Чтобы добавить иронию в настоящее затруднительное положение, моя подруга из Ирака сначала укрылась в Сирии, а затем переехала в США. Теперь она помогает сирийским беженцам поселиться в США. Обе наши семьи и семьи сирийцев в настоящее время находятся под запретом мусульман.
Я называю Америку домом. Я принимаю свою клятву, чтобы защитить ее всерьез. И хотя судьба беженцев висит на волоске от жесткой юридической битвы, я вынужден задуматься о своем прошлом. В Иране потребовалось всего несколько месяцев, чтобы вдвое сократить права женщин, посадить в тюрьму журналистов, нацелить людей определенной религии, принять участие в смертельной войне и назвать диссидентов террористами. Иранское правительство сослалось на безопасность, чтобы превзойти свободу и права, и его сторонники последовали, не ставя под сомнение новые законы.
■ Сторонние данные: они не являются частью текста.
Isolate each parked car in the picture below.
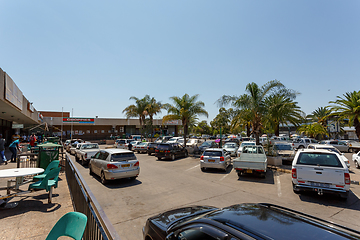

Согласно этим новым законам, за участие даже в самых незначительных нарушениях я, скорее всего, умер бы или был бы заключен в тюрьму, если бы Америка не приняла меня. Девочки были заключены в тюрьму, изнасилованы и убиты за то, что показывали волосы или разговаривали с мальчиком; мальчиков убивали за хранение антиреволюционных брошюр или гашиша.
В первые дни после революции мы знали, что что-то не так, когда были изданы многочисленные фетвы, чтобы нас жестоко расправиться с гражданскими правами. Но подумайте, что такое фетва: это исполнительный приказ, не сдерживаемый сдержками и противовесами, изданный верховным лидером. Наши американские демократические идеалы и права, гарантированные Конституцией, сейчас подрываются.
Есть враги, от которых я должен защитить Америку. И они не беженцы.
Эта история первоначально появилась в Учреждении и публикуется здесь с разрешения.